Is you fan direct drive (by faulty equipment)?

If it is the fan belt is either making the fan coupler move by force or the fan is so hard to turn at that high of RPM your fan belt is squeaking


----------



## chillow (Aug 18, 2004)

think i need a new fan clutch? its hard to turn the fan when the car is off.


----------



## asleepz (Feb 24, 2004)

Yep your fan clutch is screwed. Time to get another. That'll fix your problem. I'm not sure how much it is but if you want a little more horsepower for a tad bit more money go for an electric fan conversion


----------



## 0341TODD (Nov 15, 2003)

did you check your belts?
A squeeling wouldnt have anything to do with you fuel filter


----------



## asleepz (Feb 24, 2004)

I think he posted 2 questions but didn't state that the second wanna be paragraph was the second question


----------



## chillow (Aug 18, 2004)

ok for the first question, my engine is idling weird.

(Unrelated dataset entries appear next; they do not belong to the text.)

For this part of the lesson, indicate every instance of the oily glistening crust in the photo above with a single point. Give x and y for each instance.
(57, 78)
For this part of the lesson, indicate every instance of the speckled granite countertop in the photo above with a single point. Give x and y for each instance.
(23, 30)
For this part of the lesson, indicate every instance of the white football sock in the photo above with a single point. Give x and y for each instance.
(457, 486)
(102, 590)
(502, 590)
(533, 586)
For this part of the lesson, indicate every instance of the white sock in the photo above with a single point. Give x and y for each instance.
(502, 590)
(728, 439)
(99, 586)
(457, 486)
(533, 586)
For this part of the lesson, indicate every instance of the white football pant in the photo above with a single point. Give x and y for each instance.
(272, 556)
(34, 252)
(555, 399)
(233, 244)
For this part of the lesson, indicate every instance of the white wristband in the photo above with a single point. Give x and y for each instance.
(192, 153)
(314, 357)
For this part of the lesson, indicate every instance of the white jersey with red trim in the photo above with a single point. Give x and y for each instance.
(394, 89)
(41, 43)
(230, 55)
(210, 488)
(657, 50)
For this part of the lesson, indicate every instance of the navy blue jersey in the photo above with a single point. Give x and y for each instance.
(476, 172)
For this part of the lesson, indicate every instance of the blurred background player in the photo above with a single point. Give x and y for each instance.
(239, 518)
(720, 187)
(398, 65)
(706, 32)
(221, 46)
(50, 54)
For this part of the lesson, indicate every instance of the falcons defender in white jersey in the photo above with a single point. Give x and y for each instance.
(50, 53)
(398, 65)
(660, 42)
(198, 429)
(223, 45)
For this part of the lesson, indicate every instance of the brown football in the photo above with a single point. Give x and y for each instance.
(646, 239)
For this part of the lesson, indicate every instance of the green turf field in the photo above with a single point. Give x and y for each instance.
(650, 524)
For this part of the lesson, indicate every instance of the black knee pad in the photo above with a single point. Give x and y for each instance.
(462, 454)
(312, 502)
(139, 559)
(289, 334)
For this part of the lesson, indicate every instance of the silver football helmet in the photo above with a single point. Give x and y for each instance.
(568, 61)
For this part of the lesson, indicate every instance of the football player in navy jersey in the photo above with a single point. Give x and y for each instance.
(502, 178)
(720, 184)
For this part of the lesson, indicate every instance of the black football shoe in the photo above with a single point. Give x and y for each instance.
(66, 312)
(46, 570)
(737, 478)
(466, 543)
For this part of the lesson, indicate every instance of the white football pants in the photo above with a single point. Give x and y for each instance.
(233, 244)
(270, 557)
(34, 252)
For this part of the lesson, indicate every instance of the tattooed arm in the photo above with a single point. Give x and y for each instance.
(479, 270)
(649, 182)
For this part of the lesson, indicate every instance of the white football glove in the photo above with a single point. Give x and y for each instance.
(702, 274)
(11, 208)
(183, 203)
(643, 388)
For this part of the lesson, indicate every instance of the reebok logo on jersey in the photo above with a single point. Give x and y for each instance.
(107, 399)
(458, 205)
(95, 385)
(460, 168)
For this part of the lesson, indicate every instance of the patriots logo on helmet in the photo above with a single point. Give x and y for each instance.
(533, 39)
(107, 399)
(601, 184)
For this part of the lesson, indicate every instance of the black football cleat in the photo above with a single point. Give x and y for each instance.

1. my car rumbles alot after i start it and even after it warms up

2. my car is ticking after i drive it for a little while, it sounds like it is coming from the engine i dont know why. it still runs ok


any info would be nice. :thumbup:


----------



## RocketRodent (Jun 21, 2004)

1. Define a rumble... normally the VG30 has a rumble if your exhaust is hosed.

2. Ticking = 99 out of 100 times, lifters.


----------



## chillow (Aug 18, 2004)

my car is lumpy, it shakes alot and it ussually keeps like that. it sounds like the motor isint running right, like its missing. but maybe its just old age. all i know is it bugs the hell out of me.


----------



## asleepz (Feb 24, 2004)

you might have a cylinder not firing. Check your plug wires.


----------